Darrin, however, already held a place apart. They were within a few years of the same age; he was an honest, four-square man with a clear eye, and she was a girl, and beautiful. Perhaps it lay in that. They looked out across the sea, this night, and up at the stars. The stars in southern seas are nearer and more intimate than in our northern latitude. It is as if the veil of our smoky atmosphere were drawn aside; and they ride the heavens for us clear and unobscured. The eye more easily penetrates the vast reaches of infinity; and the stars appear in orderly perspective, less like luminous pin-holes in a deep, blue board. Dan Darrin spoke of this to the girl; and she replied that she had never seen them otherwise.

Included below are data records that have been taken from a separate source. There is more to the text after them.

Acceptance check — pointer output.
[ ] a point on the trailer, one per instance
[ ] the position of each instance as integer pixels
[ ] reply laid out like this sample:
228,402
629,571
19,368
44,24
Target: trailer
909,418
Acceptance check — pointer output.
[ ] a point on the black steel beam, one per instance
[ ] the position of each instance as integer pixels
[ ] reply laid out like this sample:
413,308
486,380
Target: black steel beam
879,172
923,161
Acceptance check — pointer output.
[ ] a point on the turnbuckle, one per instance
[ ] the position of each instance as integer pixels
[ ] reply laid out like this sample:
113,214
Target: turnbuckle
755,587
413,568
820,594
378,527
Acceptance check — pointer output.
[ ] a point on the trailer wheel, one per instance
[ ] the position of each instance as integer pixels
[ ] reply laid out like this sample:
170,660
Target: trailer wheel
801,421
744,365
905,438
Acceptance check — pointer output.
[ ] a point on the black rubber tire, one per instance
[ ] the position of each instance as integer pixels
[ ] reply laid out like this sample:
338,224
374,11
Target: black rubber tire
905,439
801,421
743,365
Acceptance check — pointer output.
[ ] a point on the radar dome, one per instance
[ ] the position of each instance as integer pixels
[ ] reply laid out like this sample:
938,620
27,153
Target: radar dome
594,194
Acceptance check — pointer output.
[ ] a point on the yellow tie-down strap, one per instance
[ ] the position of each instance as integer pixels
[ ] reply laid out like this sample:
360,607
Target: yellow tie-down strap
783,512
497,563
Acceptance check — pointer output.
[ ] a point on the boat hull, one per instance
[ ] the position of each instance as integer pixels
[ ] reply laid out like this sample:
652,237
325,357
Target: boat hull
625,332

“You mean you were born out here? Never been back home?”

“I was born back home,” she told him. “But I was only a baby when we came out here,—my mother and I,—you see. So I don’t remember.”

He wanted to ask her more. Where was “back home”? He knew her name; but what lay behind her name? He was eager to read each chapter and each page of her Book of Life. But something—perhaps it was her own reticence—held his tongue.

Another had wondered with him—Red Pawl. The first mate had a hot eye for a woman, beautiful or not. And this woman was beautiful. He had watched her sidewise, from the beginning; he had asked herself about herself. She told him nothing; and he went to the old missionary, who told him no more than nothing. “She and her mother lived on the island, near me,” he said. “When her mother died, last spring, she came to me. I saw she must go back to her kind. So—we are going. That is all.”

“Running away?” Red Pawl suggested maliciously. “Why? What from?”

The missionary looked at him steadily. “From men unfit to look upon her,” he said; and Red Pawl, in spite of himself, was abashed, and let the matter lie.

When, on this night, he missed Darrin and the girl, he went on deck and found them, and the stars. So he gave Darrin a task to do, thinking to have the girl to himself. But she went below as soon as Darrin left her, in spite of Red Pawl’s suggestion that she keep the deck with him.